After three hours of deliberation yesterday, the U.S. District Court verdict awarded Polonich $500,000 in actual damages and $350,000 in exemplary damages.

Polonich called the verdict "incredible. It's like winning at hockey.

"I speculated, but I never dreamed it would be this much," he told Associated Press.

Paiement's lawyer, Bruce Franklin, said he did not know if the verdict would be appealed. He was not sure whether the Rockies' insurance company or Paiement, who now plays for Quebec, was liable for the damages, further complicating the matter.

"Complicated" could also describe the collective bargaining agreement to be officially approved by the players association yesterday in Toronto.

In the pact that should stay in effect for five years (but can be ended a year early by either side with a year's notice), compensation for teams which lose players to free agency will be based upon categories determined by salary offers made to those players.
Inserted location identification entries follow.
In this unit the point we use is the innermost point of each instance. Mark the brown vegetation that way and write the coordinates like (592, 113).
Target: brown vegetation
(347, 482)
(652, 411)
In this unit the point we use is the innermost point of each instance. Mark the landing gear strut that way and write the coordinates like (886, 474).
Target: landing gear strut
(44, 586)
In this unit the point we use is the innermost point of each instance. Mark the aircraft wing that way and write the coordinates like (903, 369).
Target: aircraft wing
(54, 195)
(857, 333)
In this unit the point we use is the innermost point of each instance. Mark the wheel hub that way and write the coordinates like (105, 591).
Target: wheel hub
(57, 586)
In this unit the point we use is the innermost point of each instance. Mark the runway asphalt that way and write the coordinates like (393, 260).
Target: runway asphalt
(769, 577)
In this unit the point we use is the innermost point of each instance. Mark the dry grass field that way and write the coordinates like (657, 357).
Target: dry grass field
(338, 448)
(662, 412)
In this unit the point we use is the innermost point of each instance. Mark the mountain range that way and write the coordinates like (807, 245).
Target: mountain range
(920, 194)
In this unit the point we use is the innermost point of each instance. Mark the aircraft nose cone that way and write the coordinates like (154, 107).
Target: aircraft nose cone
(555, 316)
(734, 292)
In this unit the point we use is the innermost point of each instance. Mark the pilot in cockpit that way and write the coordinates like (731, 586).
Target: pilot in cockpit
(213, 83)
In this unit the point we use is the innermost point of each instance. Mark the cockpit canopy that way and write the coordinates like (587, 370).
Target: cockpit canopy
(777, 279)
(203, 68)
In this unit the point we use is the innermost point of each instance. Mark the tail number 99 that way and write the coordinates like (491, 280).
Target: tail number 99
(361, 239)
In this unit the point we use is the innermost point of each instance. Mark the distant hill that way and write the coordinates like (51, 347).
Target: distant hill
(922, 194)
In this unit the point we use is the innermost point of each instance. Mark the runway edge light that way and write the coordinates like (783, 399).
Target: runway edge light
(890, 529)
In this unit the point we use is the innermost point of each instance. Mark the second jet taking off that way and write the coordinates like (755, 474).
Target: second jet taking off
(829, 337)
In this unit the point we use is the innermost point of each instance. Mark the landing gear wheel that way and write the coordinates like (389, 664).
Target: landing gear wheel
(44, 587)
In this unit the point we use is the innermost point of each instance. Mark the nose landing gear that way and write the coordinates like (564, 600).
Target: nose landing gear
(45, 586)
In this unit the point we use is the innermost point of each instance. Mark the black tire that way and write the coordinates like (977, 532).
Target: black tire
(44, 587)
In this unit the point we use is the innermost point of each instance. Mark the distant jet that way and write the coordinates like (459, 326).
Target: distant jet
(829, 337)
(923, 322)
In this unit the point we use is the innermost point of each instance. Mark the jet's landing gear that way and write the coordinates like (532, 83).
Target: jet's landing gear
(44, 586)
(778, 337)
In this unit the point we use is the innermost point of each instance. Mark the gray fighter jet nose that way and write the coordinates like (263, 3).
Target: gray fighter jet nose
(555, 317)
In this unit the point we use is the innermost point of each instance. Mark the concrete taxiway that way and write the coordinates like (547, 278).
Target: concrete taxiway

The players association and team owners had been at odds over such compensation in trying to work out a new long-term agreement.

The new agreement requires no compensation for a player 33 years or older who changes teams, but gives his former team the right to keep his contract by matching the new club's offer.

Players who have less than five years professional experience or are age 24 or less are covered by the present form of compensation, by which the new team compensates the former one with players, draft choices or cash, all subject to binding arbitration.

But all other free agents will be categorized, based upon the salaries offered by either their present or prospective clubs.

If the new team offers a player more than $150,000 per season, that figure would become the deciding factor; if the former club's offer is less, it will determine his trade-in value.

Players offered up to $85,000 will require no compensation to their former club. Offers of $85,000 to $99,000 will bring their teams a third-round draft choice. Those offered $100,000 to $124,999 give their old teams second- and third-round draft picks in return.

Compensation escalates to keep pace with the amount offered to the player. Clubs losing players who are offered more than $125,000 will have the option of taking players from the new club, and that team will be permitted to protect four to eight players, depending on the size of the contract being offered.